Los hay que no tienen elección. Su huida es fruto de la desesperación por tener un futuro mejor.
Los hay que eligen. Y van tambaleándose, dudosos, sobre si hicieron bien o no.
Seas del grupo que seas, tengas la edad que tengas, si te vas lejos de los tuyos sueles experimentar esto. Si no, qué suerte has tenido.
Cuando te vas de casa, de la casa de tus padres, de lo que hasta ahora era tu mundo conocido, todo empieza a cambiar. Se llama madurar. Aprendes que por más discusiones que tuvieras, los tuyos eran los tuyos; los nuevos jamás lo serán.
Aprendes que lo que antes era tan normal, tan cotidiano, tan aburrido y tan asqueroso... Cuando estás fuera se transforma en "ojalá tuviera...", "cómo echo de menos...", "me encantaría estar allí".
Aprendes que a veces vas a estar solo y no vas a tener a nadie a tu lado. Y si lo tienes, nunca va a ser el mismo apoyo, lo mismo que has tenido hasta ahora.
Lo peor de ese cambio, de ese inicio de estar fuera y lejos de los tuyos, es precisamente cuando te caes, cuando las cosas no van bien y todo se tambalea a tu lado. Le das vueltas a todo. Te cuestionas si hiciste bien yéndote o no. Te planteas volver.
Pero aunque los tuyos sean los tuyos, aunque te sientas en casa, la vuelta no será igual. También ahí te sentirás en parte extraño, también añorarás tu libertad y el nuevo hogar.
Yo lo llamo estar en el limbo del camino.
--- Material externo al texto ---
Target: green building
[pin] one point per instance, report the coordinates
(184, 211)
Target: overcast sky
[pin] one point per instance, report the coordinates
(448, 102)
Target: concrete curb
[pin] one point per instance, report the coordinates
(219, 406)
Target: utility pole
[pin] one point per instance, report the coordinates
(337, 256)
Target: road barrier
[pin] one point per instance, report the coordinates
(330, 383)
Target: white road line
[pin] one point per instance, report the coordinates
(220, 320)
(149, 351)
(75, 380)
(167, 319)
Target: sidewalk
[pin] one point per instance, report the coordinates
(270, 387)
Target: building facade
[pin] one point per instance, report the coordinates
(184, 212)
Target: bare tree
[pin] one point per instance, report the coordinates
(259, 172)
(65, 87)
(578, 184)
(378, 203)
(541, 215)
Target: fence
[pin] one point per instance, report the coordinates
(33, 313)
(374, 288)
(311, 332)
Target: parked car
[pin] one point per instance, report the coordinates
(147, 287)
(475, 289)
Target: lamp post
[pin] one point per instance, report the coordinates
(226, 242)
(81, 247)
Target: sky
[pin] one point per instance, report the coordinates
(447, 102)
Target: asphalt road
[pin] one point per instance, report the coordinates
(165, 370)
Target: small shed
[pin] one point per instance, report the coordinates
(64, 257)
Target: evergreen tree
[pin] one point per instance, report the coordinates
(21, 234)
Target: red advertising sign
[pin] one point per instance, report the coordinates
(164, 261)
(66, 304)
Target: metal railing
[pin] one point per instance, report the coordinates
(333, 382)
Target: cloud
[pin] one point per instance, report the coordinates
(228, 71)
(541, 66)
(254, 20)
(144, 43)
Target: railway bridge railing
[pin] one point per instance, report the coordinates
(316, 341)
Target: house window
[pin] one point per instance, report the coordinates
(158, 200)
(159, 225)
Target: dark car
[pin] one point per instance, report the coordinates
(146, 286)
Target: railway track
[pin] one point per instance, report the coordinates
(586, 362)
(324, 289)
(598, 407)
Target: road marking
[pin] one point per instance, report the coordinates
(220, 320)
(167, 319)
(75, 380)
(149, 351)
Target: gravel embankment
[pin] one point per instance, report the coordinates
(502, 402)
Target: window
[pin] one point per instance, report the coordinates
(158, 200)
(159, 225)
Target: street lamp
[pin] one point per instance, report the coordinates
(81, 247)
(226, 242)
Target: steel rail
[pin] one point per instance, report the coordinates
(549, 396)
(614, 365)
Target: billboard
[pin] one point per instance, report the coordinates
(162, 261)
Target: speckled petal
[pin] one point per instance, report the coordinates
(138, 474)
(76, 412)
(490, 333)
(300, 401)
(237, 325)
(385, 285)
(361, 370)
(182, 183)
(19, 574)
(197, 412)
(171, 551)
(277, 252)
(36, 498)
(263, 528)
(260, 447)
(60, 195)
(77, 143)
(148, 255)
En mi mente, se representa como un gran acantilado por delante y otro por detrás. Permaneces sobre una superficie pequeña, cuestionándote hacia dónde dar el salto.
Se llama miedo. Miedo a lo desconocido, a salir de la zona de confort, en la que aunque no estés agusto, te sabes defender, te sabes manejar. Sabes lo que tienes y lo que no tienes. En cambio, dar el salto hacia adelante supone poder caerte. Supone descubrir que el suelo que vas a pisar es inestable. Consiste en asumir riesgos. Un riesgo que no asumiste al nacer, porque nadie te pidió que eligieras; eligieron por ti.